Dün gazetelere baktım, 30. yıl vesilesiyle suikast hatırlanmış, ancak meydana geldiğinde Türkiye’yi derinden sarsmış, kendisine yakın siyasi çizgide sapmalara yol açmış bu suikastın içyüzü konusu yazılarda nedense es geçilmiş…
Türk basınının önemli isimlerinden Uğur Mumcu’nun siyasi bir suikasta uğradıktan 30 yıl sonra bile suikast faillerinin hala meçhul kalması, Türk basını için hiç de övünülecek bir durum değildir.

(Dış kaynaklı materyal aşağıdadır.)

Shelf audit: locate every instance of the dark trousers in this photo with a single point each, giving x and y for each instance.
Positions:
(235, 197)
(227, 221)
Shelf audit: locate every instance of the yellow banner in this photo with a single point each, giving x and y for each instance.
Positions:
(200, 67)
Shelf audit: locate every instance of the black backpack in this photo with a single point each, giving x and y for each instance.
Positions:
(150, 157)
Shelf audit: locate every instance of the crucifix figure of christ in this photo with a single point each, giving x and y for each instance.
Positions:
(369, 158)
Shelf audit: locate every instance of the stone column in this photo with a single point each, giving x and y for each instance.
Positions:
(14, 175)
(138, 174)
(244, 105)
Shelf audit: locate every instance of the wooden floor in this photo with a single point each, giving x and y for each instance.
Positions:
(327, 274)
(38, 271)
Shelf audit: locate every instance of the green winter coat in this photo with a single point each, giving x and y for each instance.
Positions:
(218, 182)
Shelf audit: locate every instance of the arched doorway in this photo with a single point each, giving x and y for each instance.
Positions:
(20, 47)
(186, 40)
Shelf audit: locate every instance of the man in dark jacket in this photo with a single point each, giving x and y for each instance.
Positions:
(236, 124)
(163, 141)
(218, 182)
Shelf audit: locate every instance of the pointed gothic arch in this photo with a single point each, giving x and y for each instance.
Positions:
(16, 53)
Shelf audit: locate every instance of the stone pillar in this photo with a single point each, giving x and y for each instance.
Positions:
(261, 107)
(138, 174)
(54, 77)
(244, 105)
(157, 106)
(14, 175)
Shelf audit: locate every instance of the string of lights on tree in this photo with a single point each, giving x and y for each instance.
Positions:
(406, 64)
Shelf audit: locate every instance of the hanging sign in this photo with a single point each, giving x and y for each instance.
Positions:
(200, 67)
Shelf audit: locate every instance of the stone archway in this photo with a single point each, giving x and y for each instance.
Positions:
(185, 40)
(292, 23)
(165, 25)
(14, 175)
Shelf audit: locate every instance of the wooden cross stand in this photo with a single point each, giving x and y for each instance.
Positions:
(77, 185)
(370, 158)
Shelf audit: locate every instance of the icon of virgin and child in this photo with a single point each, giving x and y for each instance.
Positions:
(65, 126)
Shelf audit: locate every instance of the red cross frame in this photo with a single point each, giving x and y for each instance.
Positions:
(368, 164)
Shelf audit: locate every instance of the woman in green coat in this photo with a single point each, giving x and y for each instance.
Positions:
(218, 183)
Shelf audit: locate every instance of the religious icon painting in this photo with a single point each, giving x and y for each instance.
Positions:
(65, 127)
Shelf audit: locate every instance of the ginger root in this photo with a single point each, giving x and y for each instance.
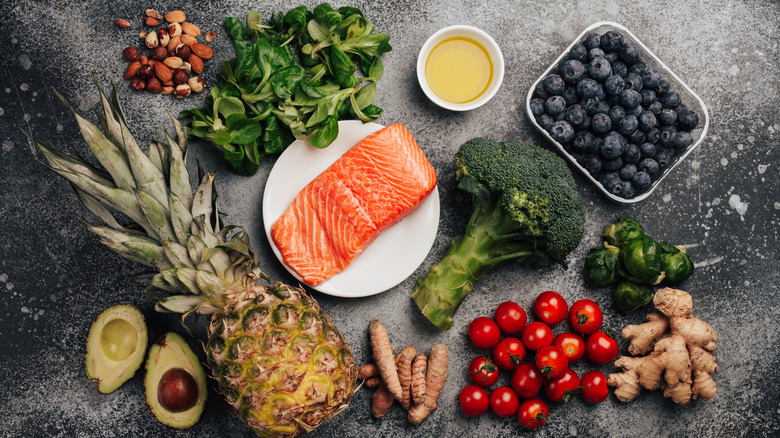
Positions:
(677, 348)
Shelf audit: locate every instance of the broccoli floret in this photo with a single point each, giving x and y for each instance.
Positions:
(525, 207)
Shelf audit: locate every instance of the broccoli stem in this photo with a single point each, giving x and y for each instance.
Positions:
(487, 243)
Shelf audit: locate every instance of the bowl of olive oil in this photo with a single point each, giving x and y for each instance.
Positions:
(460, 68)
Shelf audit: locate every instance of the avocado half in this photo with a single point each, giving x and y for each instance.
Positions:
(116, 346)
(175, 382)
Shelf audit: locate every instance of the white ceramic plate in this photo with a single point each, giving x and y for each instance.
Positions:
(391, 258)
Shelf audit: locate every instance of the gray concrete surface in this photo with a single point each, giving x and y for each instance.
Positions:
(723, 204)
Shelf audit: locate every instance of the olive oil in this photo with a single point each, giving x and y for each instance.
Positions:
(459, 70)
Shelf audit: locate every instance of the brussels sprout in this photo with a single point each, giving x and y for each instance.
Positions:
(676, 263)
(630, 296)
(601, 266)
(623, 230)
(642, 261)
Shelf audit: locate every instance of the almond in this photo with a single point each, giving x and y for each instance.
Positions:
(176, 16)
(190, 29)
(162, 71)
(132, 69)
(203, 51)
(196, 63)
(188, 39)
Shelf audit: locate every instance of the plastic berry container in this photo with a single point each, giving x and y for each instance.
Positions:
(687, 97)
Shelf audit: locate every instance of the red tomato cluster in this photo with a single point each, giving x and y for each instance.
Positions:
(547, 372)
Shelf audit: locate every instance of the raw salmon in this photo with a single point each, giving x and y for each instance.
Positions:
(374, 185)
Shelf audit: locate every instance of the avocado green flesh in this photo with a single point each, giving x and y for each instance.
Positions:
(169, 352)
(116, 346)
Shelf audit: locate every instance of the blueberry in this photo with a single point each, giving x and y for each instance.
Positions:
(537, 106)
(562, 132)
(648, 165)
(631, 155)
(611, 41)
(614, 85)
(630, 53)
(570, 96)
(687, 120)
(613, 145)
(555, 105)
(667, 117)
(630, 99)
(575, 115)
(628, 125)
(670, 99)
(554, 84)
(600, 123)
(619, 68)
(646, 120)
(634, 82)
(662, 87)
(583, 142)
(647, 150)
(616, 113)
(595, 53)
(545, 121)
(591, 163)
(640, 180)
(578, 52)
(651, 77)
(627, 172)
(587, 88)
(572, 71)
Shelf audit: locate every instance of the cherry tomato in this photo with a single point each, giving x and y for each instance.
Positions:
(474, 400)
(563, 387)
(550, 307)
(508, 353)
(551, 361)
(483, 371)
(600, 348)
(504, 401)
(594, 387)
(527, 380)
(536, 335)
(585, 317)
(533, 413)
(510, 317)
(572, 344)
(484, 333)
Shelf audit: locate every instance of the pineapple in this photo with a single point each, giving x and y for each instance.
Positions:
(278, 360)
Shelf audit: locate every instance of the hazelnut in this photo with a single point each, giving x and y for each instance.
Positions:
(159, 53)
(154, 85)
(131, 54)
(146, 71)
(182, 91)
(196, 84)
(180, 76)
(138, 83)
(152, 40)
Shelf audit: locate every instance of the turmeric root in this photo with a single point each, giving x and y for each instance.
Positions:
(419, 366)
(384, 358)
(679, 359)
(435, 377)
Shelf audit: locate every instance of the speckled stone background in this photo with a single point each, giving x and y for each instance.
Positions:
(722, 204)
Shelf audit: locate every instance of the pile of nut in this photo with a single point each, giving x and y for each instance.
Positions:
(175, 54)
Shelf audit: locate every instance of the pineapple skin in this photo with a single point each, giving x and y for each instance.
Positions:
(279, 361)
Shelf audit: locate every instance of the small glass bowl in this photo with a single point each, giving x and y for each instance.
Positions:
(477, 35)
(687, 97)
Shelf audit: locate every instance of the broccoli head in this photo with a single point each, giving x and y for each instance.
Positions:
(525, 207)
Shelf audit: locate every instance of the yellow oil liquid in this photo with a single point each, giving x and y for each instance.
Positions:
(459, 70)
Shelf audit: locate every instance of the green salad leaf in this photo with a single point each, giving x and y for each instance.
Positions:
(292, 78)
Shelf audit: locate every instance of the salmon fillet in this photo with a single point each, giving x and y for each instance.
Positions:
(374, 185)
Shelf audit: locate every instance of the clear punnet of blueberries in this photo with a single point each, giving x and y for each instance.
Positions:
(613, 114)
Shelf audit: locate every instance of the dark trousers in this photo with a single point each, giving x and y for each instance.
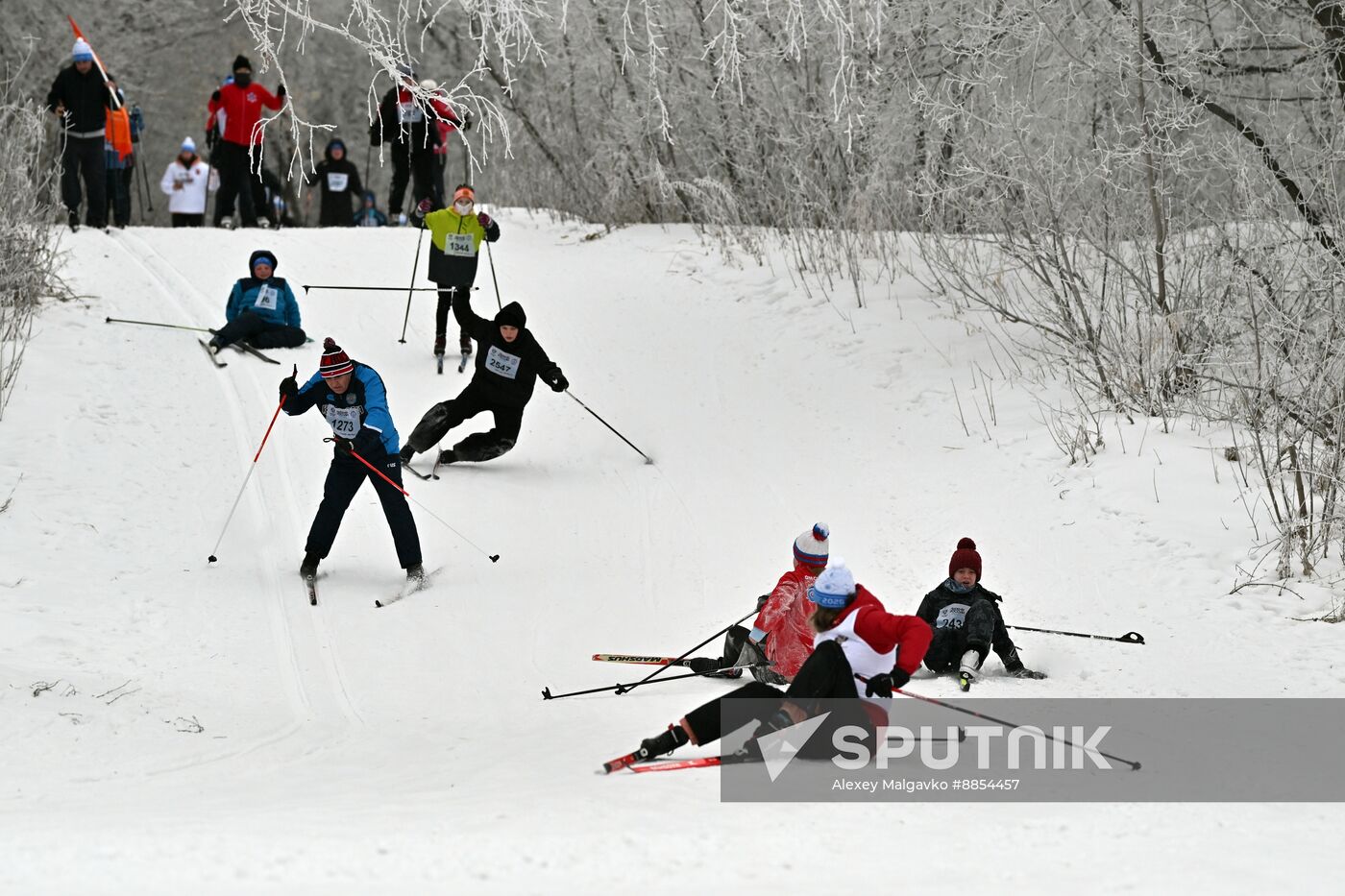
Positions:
(235, 183)
(85, 157)
(343, 479)
(414, 167)
(118, 195)
(257, 331)
(826, 674)
(950, 643)
(479, 446)
(446, 304)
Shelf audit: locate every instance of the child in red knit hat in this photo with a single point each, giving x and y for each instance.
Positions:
(966, 621)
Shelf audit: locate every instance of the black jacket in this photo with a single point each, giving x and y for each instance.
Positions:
(421, 134)
(504, 370)
(85, 98)
(340, 188)
(974, 615)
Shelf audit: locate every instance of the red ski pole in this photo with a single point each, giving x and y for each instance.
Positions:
(228, 520)
(354, 453)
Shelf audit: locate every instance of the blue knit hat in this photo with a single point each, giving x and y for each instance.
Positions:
(834, 588)
(811, 547)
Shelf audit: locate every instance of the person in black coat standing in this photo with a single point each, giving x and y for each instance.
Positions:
(410, 136)
(507, 362)
(338, 181)
(81, 100)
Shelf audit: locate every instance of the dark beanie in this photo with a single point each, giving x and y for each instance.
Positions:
(511, 315)
(965, 557)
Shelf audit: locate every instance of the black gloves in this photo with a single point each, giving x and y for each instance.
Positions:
(885, 684)
(289, 385)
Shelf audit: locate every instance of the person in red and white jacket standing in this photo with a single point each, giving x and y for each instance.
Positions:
(241, 103)
(860, 648)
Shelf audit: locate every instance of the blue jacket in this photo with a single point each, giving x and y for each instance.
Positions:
(359, 413)
(271, 298)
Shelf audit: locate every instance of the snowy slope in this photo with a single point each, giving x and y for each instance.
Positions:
(406, 750)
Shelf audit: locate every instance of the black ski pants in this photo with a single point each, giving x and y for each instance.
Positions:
(253, 328)
(410, 166)
(84, 157)
(232, 161)
(343, 479)
(479, 446)
(446, 304)
(975, 633)
(826, 674)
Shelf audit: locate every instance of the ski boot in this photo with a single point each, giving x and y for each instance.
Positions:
(665, 742)
(968, 671)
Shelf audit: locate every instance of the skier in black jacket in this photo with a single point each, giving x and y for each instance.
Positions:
(966, 621)
(338, 180)
(80, 98)
(506, 365)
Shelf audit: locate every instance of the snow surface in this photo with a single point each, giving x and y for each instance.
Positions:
(206, 731)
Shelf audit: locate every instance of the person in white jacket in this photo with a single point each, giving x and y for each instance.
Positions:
(185, 182)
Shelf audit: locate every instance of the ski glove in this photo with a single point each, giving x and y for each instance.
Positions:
(289, 386)
(878, 687)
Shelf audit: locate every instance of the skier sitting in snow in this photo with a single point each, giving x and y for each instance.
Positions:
(454, 237)
(354, 401)
(506, 368)
(966, 621)
(261, 309)
(782, 633)
(853, 635)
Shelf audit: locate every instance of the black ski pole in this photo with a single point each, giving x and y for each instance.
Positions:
(500, 303)
(622, 689)
(648, 459)
(412, 287)
(1133, 764)
(1129, 638)
(151, 323)
(306, 287)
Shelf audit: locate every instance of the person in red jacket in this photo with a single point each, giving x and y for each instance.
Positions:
(860, 648)
(780, 634)
(241, 104)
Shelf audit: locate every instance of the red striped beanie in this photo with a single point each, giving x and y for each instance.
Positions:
(335, 361)
(811, 547)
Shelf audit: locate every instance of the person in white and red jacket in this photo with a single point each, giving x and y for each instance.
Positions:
(185, 182)
(860, 648)
(242, 103)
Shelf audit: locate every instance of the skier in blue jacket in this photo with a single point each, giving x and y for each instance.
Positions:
(353, 400)
(261, 311)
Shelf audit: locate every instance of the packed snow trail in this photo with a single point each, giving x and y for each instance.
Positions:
(170, 720)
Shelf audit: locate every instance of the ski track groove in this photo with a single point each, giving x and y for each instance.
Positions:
(323, 642)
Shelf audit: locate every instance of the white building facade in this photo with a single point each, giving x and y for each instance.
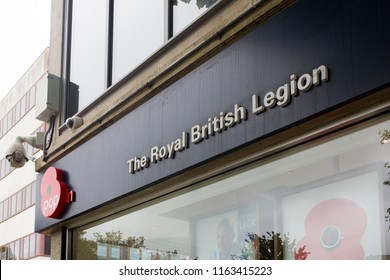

Suikasttan hemen sonra alelacele yapıştırılan yafta hadi neyse, ancak aradan geçen bunca zaman ve arada bilgimiz dahiline giren nice olaya rağmen, o cinayeti hala ‘faili meçhul’ saymak büyük bir ayıp.
Suikastın amacı ortada
Askeri dönemde diğer partilerle birlikte kapatılmış olan Cumhuriyet Halk Partisi’nin (CHP) yeniden açılmasından ve başına Deniz Baykal’ın gelmesinden kısa süre sonra öldürüldü Uğur Mumcu.